Let $U$ be the open rectangle $(0, \pi) \times (0,2 \pi) \subset \mathbb{R}^2 $ and let $X : U \rightarrow \mathbb{R}^3$ be the following map: $$X(\varphi , \theta)=(\sin \varphi \cos \theta , \sin \varphi \sin \theta , \cos \varphi ) $$ We can check whether $X$ preserves or reverses orientation by using the fact that it is the restriction of the 3-dimentional spherical coordinate parametrization $F : (0,1] \times U \rightarrow \bar {\mathbb{ B}}^3$ defined by $$F(\rho, \varphi, \theta)=( \rho \sin \varphi \cos \theta , \rho \sin \varphi \sin \theta , \rho \cos \varphi). $$ $F(1, \varphi, \theta) = X(\varphi , \theta) $ and the Jacobian determinant of $F$ is $\rho ^2 \sin \varphi$ , which is positive on $(0,1] \times U$. Thus $X$ is orientation-preserving.
This is a summary of Example 15.28 in Lee's Smooth manifolds(p. 388).

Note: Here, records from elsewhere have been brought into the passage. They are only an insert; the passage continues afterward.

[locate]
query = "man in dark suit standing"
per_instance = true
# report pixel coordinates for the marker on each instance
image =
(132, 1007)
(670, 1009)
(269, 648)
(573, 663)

The following lemmas might be used in this example.
An local diffeomorphism is orientation-preserving if and only if with respect to any oriented smooth charts, the Jacobian matrix has positive determinant.
Let $M$ be an oriented smooth n-manifold with boundary. Suppos $U \subset \mathbb{ R }^{n-1}$ is open, $a,b$ are real numbers with $a<b$, and $F :(a,b] \times U \rightarrow M$ is a smooth embedding that restricts to an embedding of $\{ b \} \times U$ into $ \partial M$. Then the parametrization $f: U \rightarrow \partial M$ given by $f(x)=F(b,x)$ is orientation-preserving for $\partial M$ if and only if $F$ is orientation-preserving for $M$.
In the Example, the Jacobian determinant to make sense, the standard coordinate chart should be suitable chart for $\mathbb{\bar B}^3$. But I think this is not.
$F$ is not even smooth.
A smooth chart for $\mathbb{\bar B}^3$ can be constructed by using stereographic projection as follows.(Problem 1-11. p. 31. Lee's Smooth Manifolds)
Stereographic projection $\sigma : \mathbb{S}^3 \setminus \{ (0,0,0,1) \}\rightarrow \mathbb{R}^3$
$$ \sigma(x,y,z,w)= \dfrac{(x,y,z)}{1-w}$$
Consider the map $\pi \circ \sigma^{-1}: \mathbb{R}^3 \rightarrow \mathbb{R}^3$, where $\pi$ is a projecton from $\mathbb{R}^4 $ to $\mathbb{R}^3$ that omits the third coordinate. Then $(\mathbb{\bar B}^3\setminus \{ (0,0,1)\} , (\pi \circ \sigma^{-1}|_{\mathbb{H}^3})^{-1})$ is a smooth chart.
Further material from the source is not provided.